Ya, semenjak diputuskan untuk bubar, seluruh partai mantan Koalisi Indonesia Adil dan Makmur Prabowo-Sandi tengah disibukan dengan urusan internal. Pilihannya hanya dua. Oposisi atau koalisi.
Kebanyakan dari mereka beralasan menunggu rapat koordinasi (rakor) dan musyawarah nasional (munas) dari masing-masing partai. Namun, sinyal-sinyal untuk merapat atau tidak ke pemerintahan sudah mulai terdengar.
Sandiaga Uno misalnya. Calon Wakil Presiden itu secara mengejutkan mengucapkan selamat atas penetapan Jokowi-Maruf.
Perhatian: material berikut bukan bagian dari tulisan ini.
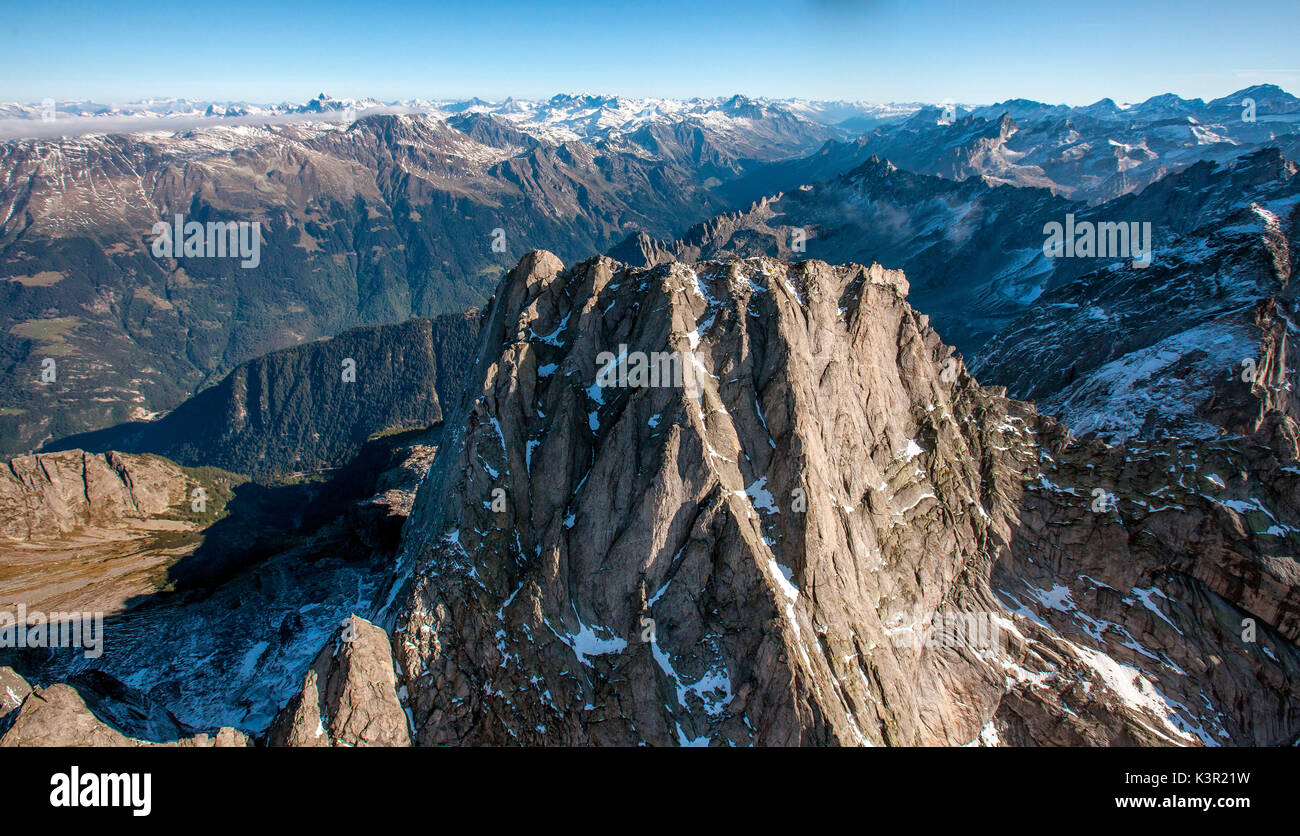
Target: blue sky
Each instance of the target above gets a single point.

Ucapan itu disampaikan melalui video yang diunggah di akun Instagram pribadinya. “Selamat bekerja, selamat menjalankan amanah rakyat, selamat berjuang untuk terus mencapai cita-cita keadilan sosial bagi seluruh rakyat Indonesia,” ujarnya, kemarin.
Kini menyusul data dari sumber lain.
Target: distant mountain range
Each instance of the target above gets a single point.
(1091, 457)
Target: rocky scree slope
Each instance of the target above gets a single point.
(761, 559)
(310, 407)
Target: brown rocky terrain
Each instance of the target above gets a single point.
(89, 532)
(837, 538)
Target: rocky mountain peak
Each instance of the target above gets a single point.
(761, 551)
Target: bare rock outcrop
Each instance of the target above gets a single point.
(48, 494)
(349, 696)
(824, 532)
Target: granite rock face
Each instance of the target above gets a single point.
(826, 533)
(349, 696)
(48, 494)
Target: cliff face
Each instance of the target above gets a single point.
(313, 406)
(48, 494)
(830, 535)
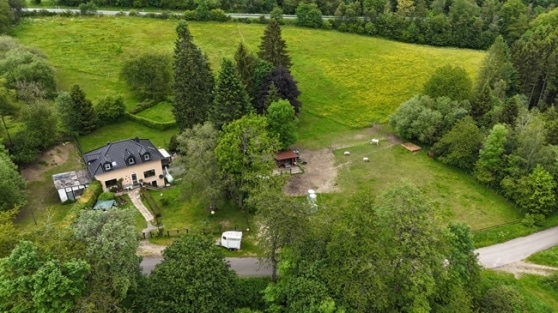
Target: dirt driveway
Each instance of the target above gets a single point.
(56, 156)
(320, 173)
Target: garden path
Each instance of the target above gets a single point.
(136, 200)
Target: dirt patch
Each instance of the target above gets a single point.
(148, 249)
(521, 268)
(319, 173)
(53, 157)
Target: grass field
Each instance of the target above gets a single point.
(458, 196)
(346, 80)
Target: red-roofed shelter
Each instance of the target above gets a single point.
(286, 158)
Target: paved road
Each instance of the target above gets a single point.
(248, 267)
(517, 249)
(140, 12)
(489, 257)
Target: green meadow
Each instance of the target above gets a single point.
(347, 81)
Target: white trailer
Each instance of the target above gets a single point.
(230, 240)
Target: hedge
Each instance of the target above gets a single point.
(150, 123)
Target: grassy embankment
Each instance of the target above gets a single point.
(347, 83)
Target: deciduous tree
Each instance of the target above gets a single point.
(287, 88)
(282, 123)
(449, 81)
(283, 219)
(231, 101)
(489, 168)
(148, 76)
(410, 231)
(246, 65)
(308, 15)
(193, 81)
(245, 153)
(13, 190)
(193, 278)
(76, 112)
(536, 193)
(33, 282)
(426, 119)
(110, 109)
(460, 146)
(273, 47)
(111, 244)
(497, 70)
(202, 178)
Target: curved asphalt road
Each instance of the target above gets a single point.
(517, 249)
(248, 267)
(489, 257)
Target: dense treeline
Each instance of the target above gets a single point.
(460, 23)
(504, 129)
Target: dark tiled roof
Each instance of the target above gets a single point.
(118, 153)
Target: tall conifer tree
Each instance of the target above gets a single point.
(77, 112)
(273, 48)
(246, 64)
(231, 100)
(193, 81)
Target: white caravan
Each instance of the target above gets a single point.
(230, 240)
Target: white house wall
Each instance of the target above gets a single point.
(138, 169)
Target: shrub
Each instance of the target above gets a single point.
(218, 15)
(146, 104)
(90, 195)
(89, 8)
(148, 75)
(250, 292)
(110, 109)
(107, 195)
(151, 124)
(190, 15)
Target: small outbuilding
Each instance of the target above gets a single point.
(104, 205)
(70, 185)
(286, 158)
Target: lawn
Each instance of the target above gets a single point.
(161, 112)
(179, 216)
(457, 195)
(347, 81)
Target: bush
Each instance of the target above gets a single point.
(218, 15)
(110, 109)
(90, 195)
(146, 104)
(190, 15)
(148, 75)
(107, 195)
(89, 8)
(150, 123)
(250, 292)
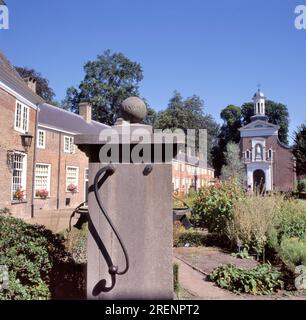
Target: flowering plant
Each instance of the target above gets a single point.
(72, 188)
(42, 193)
(19, 194)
Menurut dia, perjuangan tidak berhenti sampai di sini. “Berjuang untuk bangsa dan negara tidak harus selalu dilakukan dari dalam struktur pemerintahan,” lanjutnya. Ikhtiar mewujudkan keadilan sosial bisa dilakukan dengan banyak cara. Yang terpilih akan memimpin di pemerintahan, sedangkan yang tidak terpilih akan berperan sebagai mitra penyeimbang untuk menjaga jalannya pemerintahan ke depan.
Sejak awal Sandiaga menganggap kompetisi bukan permusuhan, apalagi perang total. Hanya, menjadi penyeimbang bukan berarti tidak ingin bersama. “Justru karena kita ingin bersama-sama menjaga kepentingan negara,” tutur mantan Wagub DKI Jakarta itu. Apabila ada mekanisme saling cek, kontrol, dan saling mengingatkan, dia yakin pemerintahan ke depan berjalan dengan baik.
Sandiaga menambahkan, setelah ini seluruh komponen bangsa harus kembali bersatu. Bekerja sama dan bahu-membahu untuk memajukan bangsa. “Perbedaan pilihan politik tidak harus membuat kita bermusuhan,” katanya.
Pernyataan Sandi ini berbanding lurus dengan statmen yang dilontarkan Sekjen PAN Eddy Soeparno misalnya. Cukup jernih untuk ditangkap. Ini sejalan dengan sikap Ketua Umum Zulkifli Hasan. “Lho kan saya bilang. Mekanisme partai yang ditempuh. Check and balances masih bisa dilakukan sekali pun koalisi tersebut dibilang gendut,” terangnya, kemarin.